C'est sans grande motivation de ma part qu'il m'embarqua dans une folle après-midi shopping. Même lui ne paraissait pas emballé par l'activité mais les festivités où nous étions conviés possédaient un code vestimentaire qui n'acceptait ni les jeans ni les pulls. Costume et robe étaient donc de mise, on était loin de mes incontournables slims troués et boots en cuirs.
On avait quitté l'immeuble vers quinze heures pour se rendre en centre-ville à la recherche d'une tenue sophistiqué pour chacun d'entre nous.
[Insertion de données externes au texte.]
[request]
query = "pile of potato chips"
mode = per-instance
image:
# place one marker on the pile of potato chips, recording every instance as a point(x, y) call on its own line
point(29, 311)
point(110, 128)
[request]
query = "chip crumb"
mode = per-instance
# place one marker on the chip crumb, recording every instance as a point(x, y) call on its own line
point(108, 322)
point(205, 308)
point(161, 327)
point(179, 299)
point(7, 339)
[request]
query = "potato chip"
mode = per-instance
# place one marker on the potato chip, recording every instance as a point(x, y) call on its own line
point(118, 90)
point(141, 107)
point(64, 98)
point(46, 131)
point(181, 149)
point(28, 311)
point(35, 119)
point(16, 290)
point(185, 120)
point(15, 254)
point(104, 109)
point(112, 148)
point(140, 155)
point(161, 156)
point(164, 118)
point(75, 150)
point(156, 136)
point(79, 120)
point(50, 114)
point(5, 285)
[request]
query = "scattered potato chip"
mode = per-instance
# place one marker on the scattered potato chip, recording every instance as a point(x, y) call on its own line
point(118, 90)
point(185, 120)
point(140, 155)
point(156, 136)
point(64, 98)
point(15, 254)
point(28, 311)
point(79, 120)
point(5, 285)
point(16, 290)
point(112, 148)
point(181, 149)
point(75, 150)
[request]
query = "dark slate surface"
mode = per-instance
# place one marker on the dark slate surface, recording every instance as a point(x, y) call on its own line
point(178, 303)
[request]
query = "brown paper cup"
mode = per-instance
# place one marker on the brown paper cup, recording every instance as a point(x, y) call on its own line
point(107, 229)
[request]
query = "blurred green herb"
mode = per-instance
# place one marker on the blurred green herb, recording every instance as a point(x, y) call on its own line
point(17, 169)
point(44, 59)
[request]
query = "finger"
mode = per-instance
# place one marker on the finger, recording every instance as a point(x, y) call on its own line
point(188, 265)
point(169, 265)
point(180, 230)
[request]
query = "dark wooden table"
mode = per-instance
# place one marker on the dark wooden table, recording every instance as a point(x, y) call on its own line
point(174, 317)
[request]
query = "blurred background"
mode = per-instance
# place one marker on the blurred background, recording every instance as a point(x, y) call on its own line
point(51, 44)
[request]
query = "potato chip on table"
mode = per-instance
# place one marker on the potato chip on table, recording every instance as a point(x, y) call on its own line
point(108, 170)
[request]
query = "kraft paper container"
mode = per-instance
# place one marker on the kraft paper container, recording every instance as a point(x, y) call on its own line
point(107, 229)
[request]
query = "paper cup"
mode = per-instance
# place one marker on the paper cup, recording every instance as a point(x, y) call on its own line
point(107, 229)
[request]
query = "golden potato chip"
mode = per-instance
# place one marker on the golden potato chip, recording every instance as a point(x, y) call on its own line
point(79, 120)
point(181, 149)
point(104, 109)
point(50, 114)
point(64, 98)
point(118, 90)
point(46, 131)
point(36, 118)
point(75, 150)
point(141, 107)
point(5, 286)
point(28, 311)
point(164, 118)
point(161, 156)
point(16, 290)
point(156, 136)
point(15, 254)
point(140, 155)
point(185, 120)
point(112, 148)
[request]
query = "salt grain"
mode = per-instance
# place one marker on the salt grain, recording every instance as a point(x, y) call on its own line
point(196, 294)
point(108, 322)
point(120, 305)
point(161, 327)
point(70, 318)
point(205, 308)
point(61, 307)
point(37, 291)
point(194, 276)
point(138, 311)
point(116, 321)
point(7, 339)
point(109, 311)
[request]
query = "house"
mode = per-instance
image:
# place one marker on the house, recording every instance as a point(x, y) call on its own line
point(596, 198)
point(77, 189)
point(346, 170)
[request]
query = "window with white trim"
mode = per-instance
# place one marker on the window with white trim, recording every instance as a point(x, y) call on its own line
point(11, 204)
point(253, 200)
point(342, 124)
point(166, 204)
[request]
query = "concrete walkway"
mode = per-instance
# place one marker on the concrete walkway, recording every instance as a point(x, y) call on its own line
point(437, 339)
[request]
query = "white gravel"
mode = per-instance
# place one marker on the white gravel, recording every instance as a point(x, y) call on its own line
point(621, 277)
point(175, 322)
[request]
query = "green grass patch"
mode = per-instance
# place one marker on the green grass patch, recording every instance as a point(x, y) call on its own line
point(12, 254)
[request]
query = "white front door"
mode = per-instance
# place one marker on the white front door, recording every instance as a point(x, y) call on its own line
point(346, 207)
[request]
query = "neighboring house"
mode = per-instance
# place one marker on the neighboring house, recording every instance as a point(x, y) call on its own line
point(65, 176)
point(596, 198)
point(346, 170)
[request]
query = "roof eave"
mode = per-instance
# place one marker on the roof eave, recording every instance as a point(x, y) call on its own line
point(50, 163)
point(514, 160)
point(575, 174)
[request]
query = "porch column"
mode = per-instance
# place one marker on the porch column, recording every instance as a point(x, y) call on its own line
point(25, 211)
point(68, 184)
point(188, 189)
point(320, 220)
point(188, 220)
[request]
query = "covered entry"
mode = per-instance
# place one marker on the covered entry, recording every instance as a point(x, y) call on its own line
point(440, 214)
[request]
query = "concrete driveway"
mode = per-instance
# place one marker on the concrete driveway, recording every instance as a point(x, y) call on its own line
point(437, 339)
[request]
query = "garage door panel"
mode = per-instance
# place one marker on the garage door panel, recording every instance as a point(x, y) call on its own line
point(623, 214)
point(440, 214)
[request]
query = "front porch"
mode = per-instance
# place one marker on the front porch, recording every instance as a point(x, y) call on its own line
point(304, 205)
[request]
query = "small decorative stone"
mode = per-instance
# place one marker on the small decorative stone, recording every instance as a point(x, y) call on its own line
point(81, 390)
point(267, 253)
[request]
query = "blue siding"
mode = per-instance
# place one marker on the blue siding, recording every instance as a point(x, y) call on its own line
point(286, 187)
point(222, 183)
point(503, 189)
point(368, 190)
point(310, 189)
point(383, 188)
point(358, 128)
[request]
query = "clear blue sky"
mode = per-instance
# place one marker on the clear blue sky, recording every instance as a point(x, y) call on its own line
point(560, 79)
Je m'attendais à devoir choisir entre trois smokings de basse qualité dans un magasin abordable pour la majorité de la population, mais semblerait-il que mon colocataire me surprendrait toujours.
Il avait évité les arrondissements populaires pour se rendre directement à Ginza, haut quartier des galeries d'Art et marques de Luxe. On déambulait dans les rues, passant devant des enseignes qui faisaient rêver la plupart des habitants du monde : Cartier, Burberry, Prada et j'en passe.
Je n'étais pas familiarisé avec ce genre de prestation et rien que les vitrines me semblaient irréelles, comme si je n'avais pas le droit d'y entrer. Yoongi s'arrêtait devant chacune d'entre-elles, examinant les produits exposés tandis que les vigiles nous observaient d'un mauvais œil. Il fallait admettre qu'on s'était habillé de manière habituelle, hoodies noirs et rangers, ce qui n'était pas vraiment à l'image de la clientèle habituelle des lieux. M'enfin, personnellement j'avais déjà rencontré des médecins vêtus comme des clochards et des aides-soignantes portant des rivières de perles. L'habit ne fait pas le moine comme on dit.
Mais il fallait croire qu'aucune des boutiques ne trouvait gloire à ses yeux. Il s'arrêtait quelques secondes, observait puis reprenait sa marche. On perdit presque une heure et demi comme ça à vagabonder de rue en rue sans entrer une seule fois dans un bâtiment.
Malgré le budget qu'il fallait avoir pour s'offrir ne serait-ce qu'une chemise dans l'une des enseignes présentes, la rue était pleine à craquer. Il était difficile de circuler, surtout quand les couloirs de marche n'étaient pas respectés. Ce n'était pourtant pas compliqué, quand on remonte la rue on marche à droite et quand on la descend on se fout à gauche ! C'est la règle de base, mais un bon nombre de japonais semblaient l'ignorer apparemment.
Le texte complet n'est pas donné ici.